Even for frequent contributors who help with porting patches back and
forth between the branches, this requires more thinking about where
you should do the work.

 > They would commit to common-fixes the same way they do for emacs-23.

You mean, stuff that doesn't belong there, as started this thread? ;-)

 > If the set of people who don't want to learn determines how the project
 > is managed,

It already has, in both the choice of BTS and the choice of dVCS.  In
the sense that in both cases the ability to continue with basically
the same flow, even if implemented with slightly different commands,
was a crucial requirement in choice of software.
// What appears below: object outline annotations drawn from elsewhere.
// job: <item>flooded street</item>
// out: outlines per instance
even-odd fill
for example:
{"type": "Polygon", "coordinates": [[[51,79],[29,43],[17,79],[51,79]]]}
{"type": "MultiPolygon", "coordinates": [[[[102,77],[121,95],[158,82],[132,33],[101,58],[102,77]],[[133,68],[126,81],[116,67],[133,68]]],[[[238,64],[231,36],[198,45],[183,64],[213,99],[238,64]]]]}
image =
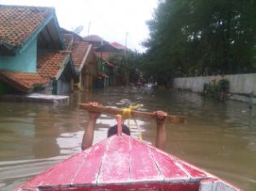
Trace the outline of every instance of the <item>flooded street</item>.
{"type": "MultiPolygon", "coordinates": [[[[108,89],[74,94],[69,105],[0,102],[0,190],[13,190],[79,152],[88,116],[79,103],[91,101],[119,107],[143,104],[142,111],[185,116],[185,124],[166,125],[167,152],[245,190],[256,189],[256,106],[189,92],[108,89]]],[[[113,117],[100,117],[95,142],[107,136],[113,117]]],[[[154,144],[155,122],[137,121],[143,139],[154,144]]]]}

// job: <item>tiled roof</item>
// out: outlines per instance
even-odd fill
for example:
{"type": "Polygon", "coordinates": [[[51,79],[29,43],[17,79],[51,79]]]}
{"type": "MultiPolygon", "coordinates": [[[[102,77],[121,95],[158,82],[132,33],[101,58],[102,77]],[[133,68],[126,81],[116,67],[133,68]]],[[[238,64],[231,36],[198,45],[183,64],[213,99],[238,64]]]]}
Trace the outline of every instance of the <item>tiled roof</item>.
{"type": "Polygon", "coordinates": [[[38,55],[38,72],[47,79],[56,78],[64,62],[69,57],[67,52],[39,51],[38,55]]]}
{"type": "Polygon", "coordinates": [[[102,38],[98,35],[89,35],[84,38],[84,40],[88,42],[106,42],[102,38]]]}
{"type": "Polygon", "coordinates": [[[111,44],[119,49],[126,49],[125,46],[124,46],[117,42],[111,43],[111,44]]]}
{"type": "Polygon", "coordinates": [[[100,52],[96,52],[96,55],[98,58],[102,58],[109,67],[113,67],[113,64],[110,63],[108,61],[109,58],[113,55],[114,55],[115,53],[100,53],[100,52]]]}
{"type": "Polygon", "coordinates": [[[0,79],[12,84],[17,90],[22,92],[27,92],[38,84],[44,84],[48,82],[38,73],[14,72],[8,71],[0,71],[0,79]]]}
{"type": "Polygon", "coordinates": [[[53,8],[0,5],[0,45],[20,46],[53,13],[53,8]]]}
{"type": "Polygon", "coordinates": [[[72,58],[75,67],[79,68],[83,63],[83,60],[86,55],[90,44],[86,42],[73,43],[72,50],[72,58]]]}

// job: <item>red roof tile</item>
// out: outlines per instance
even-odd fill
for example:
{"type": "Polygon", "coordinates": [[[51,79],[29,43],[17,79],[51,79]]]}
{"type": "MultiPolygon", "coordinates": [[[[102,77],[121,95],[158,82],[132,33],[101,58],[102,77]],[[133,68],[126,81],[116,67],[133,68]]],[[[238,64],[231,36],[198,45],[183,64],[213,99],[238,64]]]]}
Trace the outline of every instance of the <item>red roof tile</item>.
{"type": "Polygon", "coordinates": [[[0,5],[0,45],[20,46],[53,13],[53,8],[0,5]]]}
{"type": "Polygon", "coordinates": [[[79,68],[86,55],[90,44],[86,42],[75,42],[72,50],[72,58],[75,67],[79,68]]]}
{"type": "Polygon", "coordinates": [[[68,57],[69,53],[67,52],[39,51],[38,55],[38,72],[44,78],[54,79],[68,57]]]}
{"type": "Polygon", "coordinates": [[[87,42],[106,42],[102,38],[98,35],[89,35],[84,38],[87,42]]]}
{"type": "Polygon", "coordinates": [[[114,65],[108,61],[109,58],[114,55],[116,53],[106,53],[106,52],[96,52],[96,55],[98,58],[102,58],[109,67],[113,67],[114,65]]]}
{"type": "Polygon", "coordinates": [[[14,72],[8,71],[0,71],[0,79],[22,92],[27,92],[37,84],[44,84],[48,82],[48,80],[43,78],[38,73],[14,72]]]}

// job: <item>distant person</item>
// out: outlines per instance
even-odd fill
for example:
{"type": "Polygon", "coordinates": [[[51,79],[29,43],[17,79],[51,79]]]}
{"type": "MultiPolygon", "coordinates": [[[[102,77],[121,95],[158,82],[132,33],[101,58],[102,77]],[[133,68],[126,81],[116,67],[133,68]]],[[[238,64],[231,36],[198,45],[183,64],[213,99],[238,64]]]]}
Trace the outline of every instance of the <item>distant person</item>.
{"type": "MultiPolygon", "coordinates": [[[[91,106],[98,106],[99,103],[97,102],[90,102],[91,106]]],[[[84,133],[83,136],[82,141],[82,150],[84,150],[90,147],[91,147],[93,142],[93,137],[94,137],[94,130],[96,126],[96,120],[98,117],[101,115],[101,113],[96,113],[96,112],[90,112],[89,113],[89,121],[87,124],[86,128],[84,129],[84,133]]],[[[165,150],[166,148],[166,116],[167,115],[166,113],[162,111],[157,111],[154,113],[156,116],[156,124],[157,124],[157,135],[155,139],[155,147],[165,150]]],[[[122,131],[123,133],[131,136],[131,131],[129,128],[122,124],[122,131]]],[[[108,130],[108,137],[116,135],[117,134],[117,124],[110,127],[108,130]]]]}

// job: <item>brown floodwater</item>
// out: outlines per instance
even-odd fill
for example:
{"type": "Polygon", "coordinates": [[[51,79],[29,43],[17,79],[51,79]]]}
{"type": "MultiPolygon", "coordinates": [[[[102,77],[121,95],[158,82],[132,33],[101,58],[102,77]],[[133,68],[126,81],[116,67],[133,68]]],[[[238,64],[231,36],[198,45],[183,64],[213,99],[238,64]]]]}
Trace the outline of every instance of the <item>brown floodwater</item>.
{"type": "MultiPolygon", "coordinates": [[[[80,151],[87,112],[79,102],[119,107],[143,104],[186,117],[167,124],[167,152],[247,191],[256,190],[256,106],[219,102],[197,94],[149,89],[107,89],[71,96],[70,104],[0,102],[0,190],[20,183],[80,151]]],[[[143,140],[154,145],[154,121],[137,119],[143,140]]],[[[113,116],[97,121],[94,142],[106,137],[113,116]]],[[[138,130],[131,121],[131,135],[138,130]]]]}

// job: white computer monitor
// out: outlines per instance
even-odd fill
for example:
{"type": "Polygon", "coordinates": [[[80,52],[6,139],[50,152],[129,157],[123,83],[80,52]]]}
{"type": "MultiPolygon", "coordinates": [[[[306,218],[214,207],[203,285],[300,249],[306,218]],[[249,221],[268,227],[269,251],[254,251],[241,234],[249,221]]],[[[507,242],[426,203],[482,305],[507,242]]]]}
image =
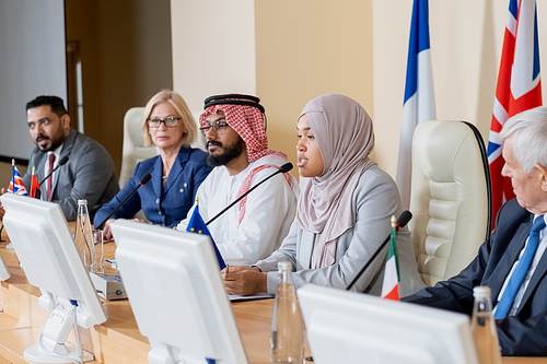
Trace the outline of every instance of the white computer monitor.
{"type": "Polygon", "coordinates": [[[110,227],[149,363],[247,363],[208,236],[123,220],[110,227]]]}
{"type": "MultiPolygon", "coordinates": [[[[42,291],[40,307],[51,312],[38,343],[25,350],[26,360],[67,363],[93,360],[65,342],[75,322],[90,328],[106,321],[101,301],[72,239],[59,204],[4,193],[3,224],[28,282],[42,291]]],[[[75,328],[75,326],[74,326],[75,328]]]]}
{"type": "Polygon", "coordinates": [[[298,296],[315,364],[478,363],[466,315],[311,284],[298,296]]]}

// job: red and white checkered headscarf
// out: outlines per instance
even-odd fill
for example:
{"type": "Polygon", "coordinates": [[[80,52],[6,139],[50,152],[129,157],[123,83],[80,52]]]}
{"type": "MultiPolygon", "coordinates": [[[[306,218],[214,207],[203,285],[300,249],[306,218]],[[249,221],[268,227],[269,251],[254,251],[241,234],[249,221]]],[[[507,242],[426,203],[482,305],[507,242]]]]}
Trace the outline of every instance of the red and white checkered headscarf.
{"type": "MultiPolygon", "coordinates": [[[[226,99],[238,98],[234,97],[226,99]]],[[[212,105],[199,116],[200,126],[205,127],[207,116],[217,114],[219,110],[224,111],[226,124],[234,129],[245,142],[249,163],[265,155],[276,153],[268,149],[268,138],[264,130],[264,115],[258,108],[246,105],[212,105]]],[[[280,154],[287,158],[287,155],[283,153],[276,154],[280,154]]]]}

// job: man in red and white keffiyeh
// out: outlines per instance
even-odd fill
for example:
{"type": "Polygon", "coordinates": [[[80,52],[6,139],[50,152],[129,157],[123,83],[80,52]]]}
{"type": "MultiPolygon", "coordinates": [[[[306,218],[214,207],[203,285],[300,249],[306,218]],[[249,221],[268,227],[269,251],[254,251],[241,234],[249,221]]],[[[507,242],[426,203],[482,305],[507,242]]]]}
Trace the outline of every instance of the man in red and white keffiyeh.
{"type": "MultiPolygon", "coordinates": [[[[207,222],[287,163],[268,149],[259,98],[229,94],[206,99],[199,117],[207,138],[208,163],[214,169],[198,189],[199,212],[207,222]]],[[[264,183],[208,227],[229,265],[247,266],[268,257],[289,233],[300,192],[289,173],[264,183]]],[[[186,230],[188,212],[177,228],[186,230]]]]}

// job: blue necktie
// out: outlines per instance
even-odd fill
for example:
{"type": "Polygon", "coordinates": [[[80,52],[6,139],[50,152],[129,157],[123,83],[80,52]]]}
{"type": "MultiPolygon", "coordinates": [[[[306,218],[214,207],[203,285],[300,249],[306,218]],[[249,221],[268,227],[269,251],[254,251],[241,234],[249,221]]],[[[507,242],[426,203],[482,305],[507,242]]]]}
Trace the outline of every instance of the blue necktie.
{"type": "Polygon", "coordinates": [[[513,274],[509,279],[508,286],[501,296],[500,302],[498,303],[498,308],[496,308],[496,315],[493,318],[504,318],[508,316],[511,306],[513,306],[514,297],[516,296],[516,292],[521,287],[522,281],[526,275],[526,272],[532,265],[532,260],[536,255],[537,245],[539,243],[539,232],[545,227],[545,219],[544,216],[538,216],[534,221],[534,225],[532,226],[532,231],[529,232],[528,244],[526,244],[526,249],[524,249],[524,254],[522,258],[519,260],[516,268],[513,271],[513,274]]]}

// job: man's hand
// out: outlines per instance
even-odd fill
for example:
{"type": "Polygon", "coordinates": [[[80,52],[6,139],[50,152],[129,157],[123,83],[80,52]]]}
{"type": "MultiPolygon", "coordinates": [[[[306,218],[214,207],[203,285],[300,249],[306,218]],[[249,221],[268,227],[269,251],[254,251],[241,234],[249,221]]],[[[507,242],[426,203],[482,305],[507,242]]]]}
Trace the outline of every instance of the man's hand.
{"type": "Polygon", "coordinates": [[[230,267],[228,273],[225,269],[221,271],[221,278],[228,294],[248,296],[268,291],[268,274],[260,272],[258,267],[230,267]]]}

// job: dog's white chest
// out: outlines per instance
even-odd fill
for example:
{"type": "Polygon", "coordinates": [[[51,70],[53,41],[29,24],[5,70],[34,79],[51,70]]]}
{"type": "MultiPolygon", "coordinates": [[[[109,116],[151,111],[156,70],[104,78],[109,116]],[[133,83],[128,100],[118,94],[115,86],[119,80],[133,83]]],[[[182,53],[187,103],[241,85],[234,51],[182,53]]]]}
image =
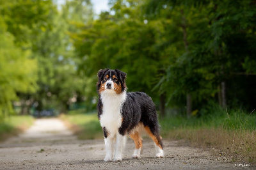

 > And I think that you'll find quite harder to implement it on bzr
 > than on SVN.

Depends on what you mean.  The basic functionality we're talking about
here, blocking certain revisions from being merged or cherry-picked,
depends on a globally unique revision ID.  In a centralized system,
there's only one authority, so there's no problem.  In a dVCS you have
to contrive one, but all the dVCSes have one.  So I don't think it's
any harder in this sense.

On the other hand, this can really only be enforced at push time.  So
a developer could make several commits in a branch that is blocked
from merging before realizing it.  That would be inconvenient, and
it's not obvious to me how to work around.  But I don't think it would
be more than an inconvenience.

Finally, although right now Emacs doesn't have the skills AFAIK, in
the long run implementing for Bazaar might be far more powerful since
the script could be adapted from svnmerge.py, written in Python, and
thus have direct access to Bazaar's internal information.  Maybe even
as a plugin.

 > It is quite pathetic to even consider using hacks that workaround
 > the limitations of simplistic VCS like svn

Call it what you like; however, the fact is that Emacs has chosen to
use a workflow that emphasizes Bazaar's ability to work like a
centralized system.  Individual developers can use the decentralized
features as they like, but the project workflow does not mandate them.

 > when there are standard practices on dVCS for properly solving the
 > problem at hand.

But there aren't.  Only Darcs supports cherry-picking properly.  And
as an add-on hack, svnmerge.py does.  The revision-oriented systems
don't implement the necessary accounting.  What is available for the
revision-oriented dVCSes is a set of workflows that *mostly* avoid
creating a problem, but have their own inconveniences.

I suspect the Emacs community will prefer to implement a tool that
codifies their workflow and adds certain features such as true
cherry-picking and blocking revisions, to changing the workflow.